As if to illustrate the point, Cantu and club member Derek Baron prove themselves to be veritable founts of historical information pertaining to fencing, describing the history of bladed combat, fencing's etymological derivations, its roots in the dueling arts of 16th-century Europe.

Part of the sport's complexity, and its appeal, says Cantu, lies in the mastering of three relatively dissimilar techniques—of the epee, the foil, and the saber. Although fencing competitors can choose to concentrate on any single technique, most of the UT club members spread their efforts across all three of the disciplines.

The rules of the foil are the most complex, says Cantu, requiring that fencers attack and score points on a very limited target area by means of contact with the blunted metal point at the end of a lightweight 35-inch blade.

The larger and stiffer epee involves use of similar methods, but makes additional physical demands by allowing points to be scored through contact with any part of the body. The saber, by contrast, alters the parry-and-thrust paradigm of its cousins wholesale by virtue of its (again, blunted) cutting edge, allowing points by means of slices as well as thrusts.

"There's a lot of etiquette, too," says Cantu, who like many other club members, joined as a sophomore simply because he "watched too many swashbuckling movies, and wanted to play with swords."

"It's very mental, which makes it suitable for older people and people who don't so much play the traditional sports," he continues. "It emphasizes balance and timing, not size and force."

Nowhere is the appeal of new sporting ways and means more evident than among the equestrians, where so many of the club members were casual riders drawn by the opportunity to learn, as Kilpatrick noted, the "proper" rules and traditions of an endeavor usually practiced informally.

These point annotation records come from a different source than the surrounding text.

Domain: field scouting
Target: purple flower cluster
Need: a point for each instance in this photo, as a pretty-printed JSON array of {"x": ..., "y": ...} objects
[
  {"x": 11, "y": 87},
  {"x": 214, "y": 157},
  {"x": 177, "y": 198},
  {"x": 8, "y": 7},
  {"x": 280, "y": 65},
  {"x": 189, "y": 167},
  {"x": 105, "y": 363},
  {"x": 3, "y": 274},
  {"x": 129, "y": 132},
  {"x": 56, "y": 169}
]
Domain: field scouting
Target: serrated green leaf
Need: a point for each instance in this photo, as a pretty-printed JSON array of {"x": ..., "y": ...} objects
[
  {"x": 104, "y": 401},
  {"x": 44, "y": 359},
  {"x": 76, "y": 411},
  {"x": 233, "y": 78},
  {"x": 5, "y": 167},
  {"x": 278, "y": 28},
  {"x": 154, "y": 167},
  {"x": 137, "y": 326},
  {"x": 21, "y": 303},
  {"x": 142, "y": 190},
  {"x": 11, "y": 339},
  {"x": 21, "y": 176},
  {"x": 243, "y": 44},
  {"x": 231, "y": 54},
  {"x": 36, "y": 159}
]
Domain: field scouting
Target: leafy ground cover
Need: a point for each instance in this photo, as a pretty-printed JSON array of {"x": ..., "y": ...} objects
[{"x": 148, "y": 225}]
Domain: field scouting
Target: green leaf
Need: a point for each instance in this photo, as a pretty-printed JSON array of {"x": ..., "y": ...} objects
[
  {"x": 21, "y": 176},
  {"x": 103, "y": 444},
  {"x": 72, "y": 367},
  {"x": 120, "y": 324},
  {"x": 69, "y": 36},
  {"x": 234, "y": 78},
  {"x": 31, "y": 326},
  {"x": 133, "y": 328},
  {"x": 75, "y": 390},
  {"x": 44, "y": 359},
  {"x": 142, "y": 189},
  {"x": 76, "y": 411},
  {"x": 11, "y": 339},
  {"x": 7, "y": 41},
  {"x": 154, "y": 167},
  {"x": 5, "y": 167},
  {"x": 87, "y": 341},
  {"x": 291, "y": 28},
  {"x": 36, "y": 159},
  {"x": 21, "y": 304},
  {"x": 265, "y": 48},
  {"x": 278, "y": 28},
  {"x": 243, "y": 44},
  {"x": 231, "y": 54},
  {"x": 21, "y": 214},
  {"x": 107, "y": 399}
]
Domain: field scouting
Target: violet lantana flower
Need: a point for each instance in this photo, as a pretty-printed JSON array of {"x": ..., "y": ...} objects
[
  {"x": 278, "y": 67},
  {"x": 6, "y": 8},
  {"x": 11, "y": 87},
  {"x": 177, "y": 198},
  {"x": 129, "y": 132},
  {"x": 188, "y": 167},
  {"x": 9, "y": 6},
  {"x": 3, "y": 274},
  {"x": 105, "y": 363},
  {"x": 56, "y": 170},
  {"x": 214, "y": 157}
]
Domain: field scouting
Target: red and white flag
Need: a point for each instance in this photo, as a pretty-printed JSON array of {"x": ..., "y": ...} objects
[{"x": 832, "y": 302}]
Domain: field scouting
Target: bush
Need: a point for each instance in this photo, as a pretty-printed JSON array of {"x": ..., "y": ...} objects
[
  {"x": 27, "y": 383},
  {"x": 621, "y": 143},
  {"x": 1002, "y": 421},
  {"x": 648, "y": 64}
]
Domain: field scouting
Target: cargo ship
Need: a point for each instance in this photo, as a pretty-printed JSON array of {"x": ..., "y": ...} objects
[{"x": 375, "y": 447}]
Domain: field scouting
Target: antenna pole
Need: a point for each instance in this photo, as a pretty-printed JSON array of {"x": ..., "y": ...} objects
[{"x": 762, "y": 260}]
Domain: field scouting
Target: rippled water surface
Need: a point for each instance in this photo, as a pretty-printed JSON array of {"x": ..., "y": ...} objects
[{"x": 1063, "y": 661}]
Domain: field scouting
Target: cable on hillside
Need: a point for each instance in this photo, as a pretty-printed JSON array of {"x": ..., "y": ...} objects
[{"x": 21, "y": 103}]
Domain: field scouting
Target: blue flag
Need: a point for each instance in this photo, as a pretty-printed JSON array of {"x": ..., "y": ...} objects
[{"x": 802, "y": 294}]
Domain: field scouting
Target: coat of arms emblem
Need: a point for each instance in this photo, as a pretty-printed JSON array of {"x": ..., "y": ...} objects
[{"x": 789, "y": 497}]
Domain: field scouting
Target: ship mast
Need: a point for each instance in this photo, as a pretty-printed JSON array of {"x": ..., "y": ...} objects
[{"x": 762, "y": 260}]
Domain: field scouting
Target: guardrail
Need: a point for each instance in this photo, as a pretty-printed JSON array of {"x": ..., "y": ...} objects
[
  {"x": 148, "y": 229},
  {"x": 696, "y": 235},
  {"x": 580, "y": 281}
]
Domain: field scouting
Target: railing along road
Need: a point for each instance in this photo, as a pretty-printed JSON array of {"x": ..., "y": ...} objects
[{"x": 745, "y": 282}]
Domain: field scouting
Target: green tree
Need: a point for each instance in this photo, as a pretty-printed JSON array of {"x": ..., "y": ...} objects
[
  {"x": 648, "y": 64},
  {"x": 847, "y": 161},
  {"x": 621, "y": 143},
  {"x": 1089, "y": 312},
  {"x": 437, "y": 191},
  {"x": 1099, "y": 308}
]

A senior in music and animal science, Chattanooga native Jennifer Odom had been riding horses for 10 years, competing in so-called barrel races and rodeo events. Yet she'd never had formal lessons in equitation—the specific methods "trained" riders employ in guiding and maneuvering equine entities.

"Technically, equestrian refers to any sport dealing with horses—rodeo or whatever," she explains. "What we learn is equitation. It's like the science for the basic handling of a horse."

Though many of the methodologies are the same, equitation is split into two schools—Western and English—and the UT club has a branch for each. The classic image of the Equestrian—the black-capped rider with a crop, tight pants and a prim red jacket—derives from the English method; its adherents practice at a horse track off Watt Road in far-West Knoxville.

The Western method, the procedure of choice for the riders at Elder's on said Wednesday afternoon, follows more in the hoofprints of the American cowboy than the English foxhunter. "Think of a ranch hand," says Odom. "But everything—the reining, the pattern of maneuvers—everything is slower."

What adherents to either school will learn is how to ride and guide with skill and kindness any horse, whether it be the Elder farm's sturdy American quarter horses, all spring-loaded muscles and deliberate gaits, or lean and elegant Watt Road farm's thoroughbreds, the agile steeds of English-style riders; how to feed and care and properly tend the powerful creatures that are the animate heart of the sport's appeal.

Why Would Anyone...?

Surely competition is still dear to those students who leave behind marquee sports to take part in the likes of crew or fencing or field hockey at the dawn of their college careers. Equestrian Newsome makes the point that despite her departure from a promising volleyball career, she's "very, very competitive. I work on equitation seven days a week."

But the notion of competition as some sort of motivating ideal seems inadequate in explaining why these kids would don robotic fencing gear, or sling hard rubber balls at one another from the webbed ends of three-foot-long sticks.

Actual competitive opportunities are comparatively infrequent for many clubs. UT fencers manage the resources to trek to perhaps two or three meets every semester; likewise for the equestrians. And while the men's lacrosse team maintains a relatively active seasonal schedule, the women of rugby are able to participate in only about three to four scheduled games and a tournament per semester.

At some of these events, the number of players may rival the number of spectators. And the level of prestige and recognition attendant to their endeavors, even under the best of circumstances, is often discouragingly low.

"When I tell people I'm into fencing, I've had people say, 'You work for who?'" Cantu deadpans. "'I always wanted to do construction.'"

There are encounters with the occasional infantile stereotype ("I've heard a lot of people mutter that it 'must be a lesbian thing,'" says rugby president Miller), and the struggles that attend maintaining equipment and traveling squads with only a tiny funding base. Miller adds that the rugby squad's equipment, much of which is warehoused haphazardly in a tool shed on Fulton Bottoms field, is sometimes lost or kept by departing members, and its storage facilities are perennially less than adequate. "If we could just have a closet somewhere on campus..."

Perhaps what sets college club sports apart from high school and varsity sports—many of which are concerned primarily with achievement and prestige, and secondarily with all the other things that athletics are supposed to be about—is that they constitute a holistic embodiment of the sporting ideal; competition and fitness and inclusiveness and mental as well as physical challenges. And camaraderie. And basic fun.

"We've got a lot of girls (on the rugby squad) who haven't played many sports at all," says Miller. "They come to campus, and they're looking for a group to join. And we feel like this is a group where everyone can fit in and feel accepted."